Ama şimdi Rusya yeniden aynı politikaya, yani Türkiye’yi yanına çekerek ABD’nin bölgedeki etkinliğini kırma taktiğine dönüyor. Çünkü dengeler değişti: Batı ilişkilerinde derin çatlaklar oluşan Türkiye zorunlu olarak yüzünü kuzeye çevirmeye başlamış görünüyor. Oysa, geçmişten farklı olarak, “uçak inatlaşması”ndan psikolojik üstünlükle çıkan, kriz döneminde Suriye’yi Türkiye’ye “kapatan” Rusya, şimdi kozları ele geçirmiş vaziyette. Artık Ankara’nın karşısında, zor duruma düşmüş görünen rakibini ellerini ovuşturarak bekleyen bir Moskova var.
Bu tabloya bakınca, Rusya’nın avantajlı konumunu yitirmemek için 15 Temmuz darbe girişimi konusunda Ankara’yı önceden uyardığı iddialarının doğru olabileceği anlaşılıyor.
Tarih boyunca bölgenin liderliği için mücadele veren iki ülkenin “stratejik ortak” olabilmesi son derece zor.

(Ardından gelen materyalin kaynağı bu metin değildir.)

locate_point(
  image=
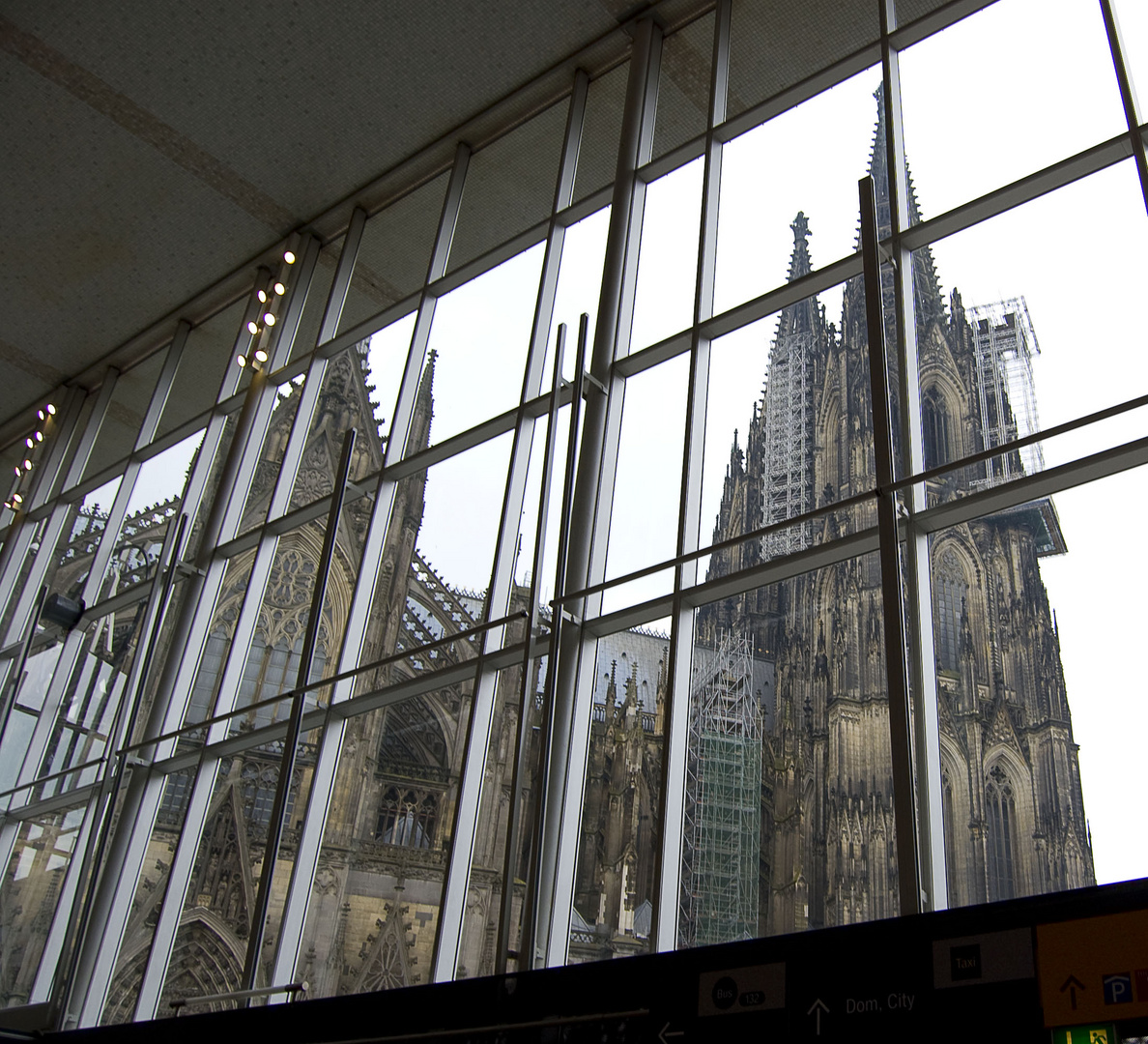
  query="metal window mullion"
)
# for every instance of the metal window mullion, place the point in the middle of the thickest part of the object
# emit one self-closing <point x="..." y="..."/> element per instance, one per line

Zaten Rusya “kendinden” görmediği Türkiye’ye “evi”nin kapılarını açmaya hiç niyetli değil, Avrasya Gümrük Birliği ve Şangay İşbirliği Örgütü üyeliği Ankara için uzak hedefler.
Kısacası, Türkiye’nin yağmurdan kaçarken doluya tutulma tehlikesi var.